Jul 3, 2009 06:54 GMT  ·  By

Google has launched an updated Blog Search, bringing some features that should have come a while ago but also some more innovative ones. Coming after the last update in fall, which made the homepage more like a news aggregator, the new release rounds up the features with RSS/Atom feeds and a “hot news” section.

“Today we're happy to announce the launch of our most requested feature: RSS and Atom feeds. Simply click on the links under "Subscribe" in the left-hand column of the Blog Search front page to subscribe to any topic or story in any feed reader, “ Akshay Patil, software engineer, and Dylan Casey, product manager, wrote on the Official Google Blog. “We've also added two new features to the Blog Search homepage to better help you discover what people are talking about right now on the web: Hot Queries and Latest Posts.”

A new feature that most users requested, and which was also available almost on any similar site and even in Google News, is the possibility to subscribe to any category or specific search terms through an RSS/Atom feed. The feeds can be read in any RSS reader but can also be added to the iGoogle homepage as a widget.

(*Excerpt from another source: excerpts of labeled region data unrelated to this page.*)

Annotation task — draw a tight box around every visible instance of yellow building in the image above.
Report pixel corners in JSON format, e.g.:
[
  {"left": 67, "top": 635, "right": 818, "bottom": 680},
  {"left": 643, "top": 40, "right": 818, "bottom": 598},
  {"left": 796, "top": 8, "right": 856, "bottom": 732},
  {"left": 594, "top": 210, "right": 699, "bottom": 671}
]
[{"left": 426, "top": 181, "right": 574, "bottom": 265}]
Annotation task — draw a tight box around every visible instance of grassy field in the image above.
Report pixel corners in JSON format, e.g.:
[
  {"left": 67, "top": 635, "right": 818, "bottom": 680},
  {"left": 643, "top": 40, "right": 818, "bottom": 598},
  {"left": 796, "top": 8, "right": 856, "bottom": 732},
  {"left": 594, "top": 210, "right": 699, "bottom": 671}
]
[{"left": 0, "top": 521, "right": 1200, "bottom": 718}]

Two new features were also added to the right-hand side of the homepage, a way for Blog Search to try its hand at real-time content, the hottest topic when it comes to search right now. In the top right corner there is the “Hot Queries” section, which lists the trending searches being made at the moment. The other one is “Latest Posts,” which, as the name suggests, lists the latest posts from some of the bigger blogs.

While these features could be very useful Google Blog Search seems to just be content with catching up with everyone else, a strategy not very common with the search giant. But even the new features added aren't perfect and some of the problems seem obvious though easy to fix, like filtering the Hot Queries and the Latest Posts to show only the content from the category the user is currently viewing.